I HAVE ARGUED, so far, that the bouba-kiki effect may have fueled the emergence of protowords and a rudimentary lexicon. This was an important step, but language isn’t just words. There are two other important aspects to consider: syntax and semantics. How are these represented in the brain and how did they evolve? The fact that these two functions are at least partially autonomous is well illustrated by Broca’s and Wernicke’s aphasias. As we have seen, a patient with the latter syndrome produces elaborate, smoothly articulated, grammatically flawless sentences that convey no meaning whatsoever. The Chomskian “syntax box” in the intact Broca’s area goes “open loop” and produces well-formed sentences, but without Wernicke’s area to inform it with cultivated content, the sentences are gibberish. It’s as though Broca’s area on its own can juggle the words with the correct rules of grammar—just like a computer program might—without any awareness of meaning. (Whether it is capable of more complex rules such as recursion remains to be seen; it’s something we are currently studying.)

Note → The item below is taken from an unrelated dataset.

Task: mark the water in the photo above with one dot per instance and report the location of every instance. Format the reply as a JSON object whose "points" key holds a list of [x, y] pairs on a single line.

We’ll come back to syntax, but first let’s look at semantics (again, roughly speaking, the meaning of a sentence). What exactly is meaning? It’s a word that conceals vast depths of ignorance. Although we know that Wernicke’s area and parts of the temporo-parieto-occipital (TPO) junction, including the angular gyrus (Figure 6.2), are critically involved, we have no idea how neurons in these areas actually do their job. Indeed, the manner in which neural circuitry embodies meaning is one of the great unsolved mysteries of neuroscience. But if you allow that abstraction is an important step in the genesis of meaning, then our bouba-kiki example might once again provide the clue. As already noted, the sound kiki and the jagged drawing would seem to have nothing in common. One is a one-dimensional, time-varying pattern on the sound receptors in your ear, whereas the other is a two-dimensional pattern of light arriving on your retina all in one instant. Yet your brain has no difficulty in abstracting the property of jaggedness from both signals. As we have seen, there are strong hints that the angular gyrus is involved in this remarkable ability we call cross-modal abstraction.